We have the following values:
- copy_extra: Extra parameters for bash cp
- bwa_index_extra: Extra parameters for bwa index.
- bwa_map_extra: Extra parameters for bwa mem
- picard_sort_sam_extra: Extra parameters for picard sort sam/bam
- picard_group_extra: Extra parameters for picard add or replace groups
- picard_dedup_extra: Extra parameters for picard mark duplicates
- picard_isize_extra: Extra parameters for picard insert size summary
- picard_summary_extra: Extra parameters for picard alignment summary
- gatk_bqsr_extra: Extra parameters for picard base score recalibration.
- samtools_view: Extra parameters for amtools view
- samtools_fixmate_extra: Extra parameters for samtools fixmate
- picard_sequence_dict_extra: Extra parameters for picard create sequence dictionnary
- samtools_faidx_extra: Extra parameters for samtools fasta index
Example:
params:
copy_extra: "--parents --verbose"
bwa_index_extra: ""
bwa_map_extra: "-T 20 -M"
picard_sort_sam_extra: ""
picard_group_extra: "RGLB=standard RGPL=illumina RGPU={sample} RGSM={sample}"
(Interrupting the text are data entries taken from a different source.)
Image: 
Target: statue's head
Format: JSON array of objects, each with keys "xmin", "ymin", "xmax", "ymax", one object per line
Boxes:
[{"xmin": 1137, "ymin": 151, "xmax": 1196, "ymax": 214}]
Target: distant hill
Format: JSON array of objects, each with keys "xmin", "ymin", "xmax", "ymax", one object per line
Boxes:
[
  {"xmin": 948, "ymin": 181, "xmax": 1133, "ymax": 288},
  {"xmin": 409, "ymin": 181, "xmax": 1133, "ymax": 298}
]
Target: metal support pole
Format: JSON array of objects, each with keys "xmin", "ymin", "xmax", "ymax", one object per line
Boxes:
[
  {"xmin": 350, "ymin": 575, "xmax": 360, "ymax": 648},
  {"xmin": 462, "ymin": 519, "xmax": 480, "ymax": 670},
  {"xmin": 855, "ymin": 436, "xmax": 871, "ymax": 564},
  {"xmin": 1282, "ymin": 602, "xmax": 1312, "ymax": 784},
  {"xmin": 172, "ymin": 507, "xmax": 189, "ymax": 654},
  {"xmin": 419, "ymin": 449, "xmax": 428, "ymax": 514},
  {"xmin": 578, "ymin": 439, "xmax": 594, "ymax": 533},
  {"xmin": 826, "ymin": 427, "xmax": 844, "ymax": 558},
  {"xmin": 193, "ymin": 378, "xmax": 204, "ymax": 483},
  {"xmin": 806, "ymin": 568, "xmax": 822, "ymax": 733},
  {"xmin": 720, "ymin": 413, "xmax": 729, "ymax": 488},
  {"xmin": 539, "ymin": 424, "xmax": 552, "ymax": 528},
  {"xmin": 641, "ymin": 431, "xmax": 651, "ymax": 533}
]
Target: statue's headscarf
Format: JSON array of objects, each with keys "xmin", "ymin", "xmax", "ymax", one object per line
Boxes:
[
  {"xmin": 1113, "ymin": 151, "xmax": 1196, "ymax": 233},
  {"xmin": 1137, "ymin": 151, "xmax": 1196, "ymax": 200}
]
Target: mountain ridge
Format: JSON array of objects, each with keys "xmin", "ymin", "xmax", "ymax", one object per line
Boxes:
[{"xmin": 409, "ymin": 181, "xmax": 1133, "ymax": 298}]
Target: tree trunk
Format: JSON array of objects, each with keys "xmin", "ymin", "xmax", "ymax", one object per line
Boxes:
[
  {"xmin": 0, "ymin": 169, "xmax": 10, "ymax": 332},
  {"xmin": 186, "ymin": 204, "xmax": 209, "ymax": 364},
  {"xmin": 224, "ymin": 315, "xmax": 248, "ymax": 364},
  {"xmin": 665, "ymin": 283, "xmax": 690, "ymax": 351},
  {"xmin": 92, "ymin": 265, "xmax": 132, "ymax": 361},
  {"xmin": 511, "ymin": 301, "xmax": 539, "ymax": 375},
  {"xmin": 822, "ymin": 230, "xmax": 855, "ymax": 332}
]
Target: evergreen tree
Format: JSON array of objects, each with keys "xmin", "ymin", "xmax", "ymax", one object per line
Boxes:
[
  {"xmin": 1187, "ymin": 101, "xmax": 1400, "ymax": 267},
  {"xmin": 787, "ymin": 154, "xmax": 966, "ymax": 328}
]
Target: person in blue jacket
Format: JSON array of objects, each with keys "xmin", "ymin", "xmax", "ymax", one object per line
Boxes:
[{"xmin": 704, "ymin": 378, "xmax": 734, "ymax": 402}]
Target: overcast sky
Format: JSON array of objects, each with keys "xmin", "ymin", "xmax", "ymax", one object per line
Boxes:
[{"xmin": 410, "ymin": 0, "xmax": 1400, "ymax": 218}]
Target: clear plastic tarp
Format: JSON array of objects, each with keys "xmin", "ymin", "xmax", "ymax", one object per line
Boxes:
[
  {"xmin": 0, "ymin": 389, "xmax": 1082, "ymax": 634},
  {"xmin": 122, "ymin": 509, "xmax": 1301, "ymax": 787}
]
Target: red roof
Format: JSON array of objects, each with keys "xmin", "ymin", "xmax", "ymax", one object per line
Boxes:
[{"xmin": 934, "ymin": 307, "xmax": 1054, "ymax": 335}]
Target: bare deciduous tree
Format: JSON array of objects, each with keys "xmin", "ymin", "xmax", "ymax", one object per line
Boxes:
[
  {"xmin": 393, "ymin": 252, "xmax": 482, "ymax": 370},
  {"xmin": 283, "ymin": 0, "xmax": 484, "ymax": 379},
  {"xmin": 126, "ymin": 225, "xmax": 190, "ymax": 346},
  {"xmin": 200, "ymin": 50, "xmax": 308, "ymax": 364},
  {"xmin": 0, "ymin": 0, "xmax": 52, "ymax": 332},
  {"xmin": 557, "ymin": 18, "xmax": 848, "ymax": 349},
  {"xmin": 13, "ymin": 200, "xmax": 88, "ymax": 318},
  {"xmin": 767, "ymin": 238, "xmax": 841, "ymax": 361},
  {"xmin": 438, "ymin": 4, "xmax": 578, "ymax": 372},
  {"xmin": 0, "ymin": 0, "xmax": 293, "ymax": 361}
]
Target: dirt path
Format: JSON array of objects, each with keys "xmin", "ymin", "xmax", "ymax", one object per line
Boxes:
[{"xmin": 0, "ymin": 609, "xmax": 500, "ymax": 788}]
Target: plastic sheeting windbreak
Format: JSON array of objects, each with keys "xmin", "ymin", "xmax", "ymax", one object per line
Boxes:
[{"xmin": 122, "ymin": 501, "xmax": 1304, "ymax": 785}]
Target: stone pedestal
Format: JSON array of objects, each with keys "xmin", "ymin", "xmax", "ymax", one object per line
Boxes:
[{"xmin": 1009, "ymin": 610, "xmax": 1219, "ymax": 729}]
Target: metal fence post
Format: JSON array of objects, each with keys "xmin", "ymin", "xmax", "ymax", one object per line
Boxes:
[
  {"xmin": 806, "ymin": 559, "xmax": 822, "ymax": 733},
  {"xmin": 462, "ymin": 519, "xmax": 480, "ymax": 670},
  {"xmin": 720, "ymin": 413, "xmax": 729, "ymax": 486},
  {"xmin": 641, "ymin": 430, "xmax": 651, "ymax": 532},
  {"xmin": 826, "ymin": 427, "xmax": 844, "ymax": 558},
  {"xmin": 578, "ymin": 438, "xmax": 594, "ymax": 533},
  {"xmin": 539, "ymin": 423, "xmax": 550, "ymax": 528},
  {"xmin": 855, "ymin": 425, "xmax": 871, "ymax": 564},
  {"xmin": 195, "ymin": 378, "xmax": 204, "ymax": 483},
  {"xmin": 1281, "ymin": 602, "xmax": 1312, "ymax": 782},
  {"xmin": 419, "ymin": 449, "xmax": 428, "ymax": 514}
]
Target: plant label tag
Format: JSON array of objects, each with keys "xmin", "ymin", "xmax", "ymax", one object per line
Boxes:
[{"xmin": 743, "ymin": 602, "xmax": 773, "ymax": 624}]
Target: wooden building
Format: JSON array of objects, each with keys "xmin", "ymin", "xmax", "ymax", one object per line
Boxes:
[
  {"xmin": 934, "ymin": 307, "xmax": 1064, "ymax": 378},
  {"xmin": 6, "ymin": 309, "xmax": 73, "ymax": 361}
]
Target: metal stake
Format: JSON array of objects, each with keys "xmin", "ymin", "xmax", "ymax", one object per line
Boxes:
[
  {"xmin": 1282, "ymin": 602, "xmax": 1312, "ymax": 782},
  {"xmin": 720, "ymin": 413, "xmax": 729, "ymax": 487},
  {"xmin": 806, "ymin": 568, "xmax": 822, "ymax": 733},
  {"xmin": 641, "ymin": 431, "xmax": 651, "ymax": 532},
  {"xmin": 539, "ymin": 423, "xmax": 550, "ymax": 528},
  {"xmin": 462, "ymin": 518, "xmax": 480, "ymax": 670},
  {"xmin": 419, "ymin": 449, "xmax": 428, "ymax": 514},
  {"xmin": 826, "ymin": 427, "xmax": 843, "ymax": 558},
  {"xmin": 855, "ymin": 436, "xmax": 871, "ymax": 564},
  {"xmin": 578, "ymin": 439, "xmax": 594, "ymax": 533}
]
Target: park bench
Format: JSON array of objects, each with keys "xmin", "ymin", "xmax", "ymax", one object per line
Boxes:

picard_dedup_extra: "REMOVE_DUPLICATES=true"
picard_isize_extra: "METRIC_ACCUMULATION_LEVEL=SAMPLE"
gatk_bqsr_extra: ""
picard_summary_extra: ""
samtools_view: "-b -h -F 12"
samtools_fixmate_extra: "-c -m"
picard_sequence_dict_extra: "GENOME_ASSEMBLY=GRCH38 SPECIES=HSA URI=https://www.gencodegenes.org/human/"
samtools_faidx_extra: ""
This part is used to activate or deactivate sections of the pipeline. In fact, if you just want to quantify and no quality control (you may have done them aside of the wes-mapping-bwa-gatk pipeline), then turn these flag to false instead of true.
Warning, it is case sensitive!
Example:
workflow:
fastqc: true
multiqc: true
mapping_quality: true
The following parameters do not belong to any section, let them be at the top level of the yaml file:
design: The path to the design file workdir: The path to the working directory threads: The maximum number of threads used singularity_docker_image: The image used within singularity cold_storage: A list of cold storage mount points
Example:
design: design.tsv
workdir: .
threads: 1
singularity_docker_image: docker://continuumio/miniconda3:4.4.10
cold_storage:
- /media
A complete config.yaml file would look like this:
design: design.tsv
workdir: .
threads: 1
singularity_docker_image: docker://continuumio/miniconda3:4.4.10
cold_storage:
- /media
ref:
fasta: /path/to/genome/sequence.fa
known:
- /path/to/known.vcf
- /path/to/other.known.vcf
workflow:
fastqc: true
multiqc: true
mapping_quality: true
params:
copy_extra: "--parents --verbose"
bwa_index_extra: ""
bwa_map_extra: "-T 20 -M"
picard_sort_sam_extra: ""
picard_group_extra: "RGLB=standard RGPL=illumina RGPU={sample} RGSM={sample}"
picard_dedup_extra: "REMOVE_DUPLICATES=true"
picard_isize_extra: "METRIC_ACCUMULATION_LEVEL=SAMPLE"
gatk_bqsr_extra: ""
picard_summary_extra: ""
samtools_view: "-b -h -F 12"
samtools_fixmate_extra: "-c -m"
picard_sequence_dict_extra: "GENOME_ASSEMBLY=GRCH38 SPECIES=HSA URI=https://www.gencodegenes.org/human/"
samtools_faidx_extra: ""
Remember, there is a python script here to build this file from command line!
At this stage, we need a TSV file describing our analysis.
It must contain the following columns:
- Sample_id: the name of each samples
- Upstream_file: path to the upstream fastq file
The optional columns are:
- Downstream_file: path to downstream fastq files (usually your R2 in paired-end libraries)
- Any other information
Remember, there is a python script here to build this file from command line!